All research

Genome assembly

Assembling the first gapless Han Chinese genome

Paper News Blog

Reference genomes shape every downstream analysis — variant calling, expression, association studies — yet they are built from only a handful of individuals. That bias quietly disadvantages anyone whose ancestry is under-represented. I’m interested in building complete, diverse references so that genomics works equally well across populations.

The problem

GRCh38, the workhorse human reference, is a mosaic of a few donors and still carries gaps and errors; the first truly complete genome, T2T-CHM13, comes from a single, near-homozygous hydatidiform-mole cell line. Neither represents the diversity of the largest ethnic group in the world — Han Chinese — and reads from such genomes map worse to a mismatched reference.

What I built

I assembled and annotated Han1, the first gapless, reference-quality, fully annotated genome from a Southern Han Chinese individual. It combines the accuracy of PacBio HiFi reads with the span of Oxford Nanopore ultra-long reads, using the T2T-CHM13 assembly as a guide to reach telomere-to-telomere completeness, followed by a full gene annotation.

Figure 1. Chromosome ideogram of the Han1 assembly across all 24 human chromosomes. Solid coloring marks contiguous, gapless sequence resolved with T2T-CHM13 as a guide; lighter bands indicate centromeric and satellite regions.

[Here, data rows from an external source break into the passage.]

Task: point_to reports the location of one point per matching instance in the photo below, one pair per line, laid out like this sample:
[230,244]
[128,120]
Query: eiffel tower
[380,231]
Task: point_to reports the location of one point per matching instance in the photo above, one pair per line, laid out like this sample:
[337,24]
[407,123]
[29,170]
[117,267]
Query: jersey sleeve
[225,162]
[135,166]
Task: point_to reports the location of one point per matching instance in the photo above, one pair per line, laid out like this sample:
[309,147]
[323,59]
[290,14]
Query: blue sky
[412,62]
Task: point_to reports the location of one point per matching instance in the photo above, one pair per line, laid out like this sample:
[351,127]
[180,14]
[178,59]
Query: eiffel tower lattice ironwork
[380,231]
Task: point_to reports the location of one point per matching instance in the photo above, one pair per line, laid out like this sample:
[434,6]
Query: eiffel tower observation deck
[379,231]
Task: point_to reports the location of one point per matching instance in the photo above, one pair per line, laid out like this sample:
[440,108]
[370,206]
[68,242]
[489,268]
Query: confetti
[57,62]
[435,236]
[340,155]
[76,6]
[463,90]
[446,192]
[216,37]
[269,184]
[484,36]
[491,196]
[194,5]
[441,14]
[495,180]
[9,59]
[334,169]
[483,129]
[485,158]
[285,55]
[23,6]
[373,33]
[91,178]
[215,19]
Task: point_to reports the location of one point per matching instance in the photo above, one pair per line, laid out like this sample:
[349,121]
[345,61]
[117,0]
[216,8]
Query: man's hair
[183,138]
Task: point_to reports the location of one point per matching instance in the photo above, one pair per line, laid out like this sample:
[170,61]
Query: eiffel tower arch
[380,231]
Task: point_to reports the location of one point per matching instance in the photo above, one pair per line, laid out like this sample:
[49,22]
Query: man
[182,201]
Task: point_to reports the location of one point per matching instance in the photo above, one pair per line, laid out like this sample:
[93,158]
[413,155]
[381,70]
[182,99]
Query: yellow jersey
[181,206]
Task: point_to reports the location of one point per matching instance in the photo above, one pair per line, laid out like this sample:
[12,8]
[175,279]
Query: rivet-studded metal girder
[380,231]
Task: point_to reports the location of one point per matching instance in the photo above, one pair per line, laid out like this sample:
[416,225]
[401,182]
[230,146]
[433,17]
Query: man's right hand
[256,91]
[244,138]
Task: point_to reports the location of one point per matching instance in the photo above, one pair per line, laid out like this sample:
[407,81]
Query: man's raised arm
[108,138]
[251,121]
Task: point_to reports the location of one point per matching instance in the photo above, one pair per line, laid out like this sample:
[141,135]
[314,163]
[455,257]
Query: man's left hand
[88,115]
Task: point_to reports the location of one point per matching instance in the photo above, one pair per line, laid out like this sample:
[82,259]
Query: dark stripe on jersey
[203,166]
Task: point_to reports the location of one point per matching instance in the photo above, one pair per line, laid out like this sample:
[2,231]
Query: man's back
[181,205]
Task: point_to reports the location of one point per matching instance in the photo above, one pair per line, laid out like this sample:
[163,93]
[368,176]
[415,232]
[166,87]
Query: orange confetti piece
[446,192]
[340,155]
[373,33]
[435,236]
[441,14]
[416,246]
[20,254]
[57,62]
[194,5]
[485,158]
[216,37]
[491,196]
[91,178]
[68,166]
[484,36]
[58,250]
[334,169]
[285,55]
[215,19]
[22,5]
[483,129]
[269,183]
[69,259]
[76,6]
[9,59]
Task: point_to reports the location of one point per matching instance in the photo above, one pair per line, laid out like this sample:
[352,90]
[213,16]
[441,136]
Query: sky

Chromosome ideogram of the gapless Han1 assembly across all 24 human chromosomes

What it showed

As Figure 1 shows, Han1 spans every chromosome end to end. The assembly surfaces population-specific sequence and structural variation absent from GRCh38, and reads from Han Chinese samples align more accurately to it — concrete evidence that an ancestry-matched, complete reference improves downstream analysis.

In brief: a gapless, fully annotated Han Chinese reference that helps close the diversity gap in human genomics. (G3: Genes, Genomes, Genetics, 2023; available on NCBI.)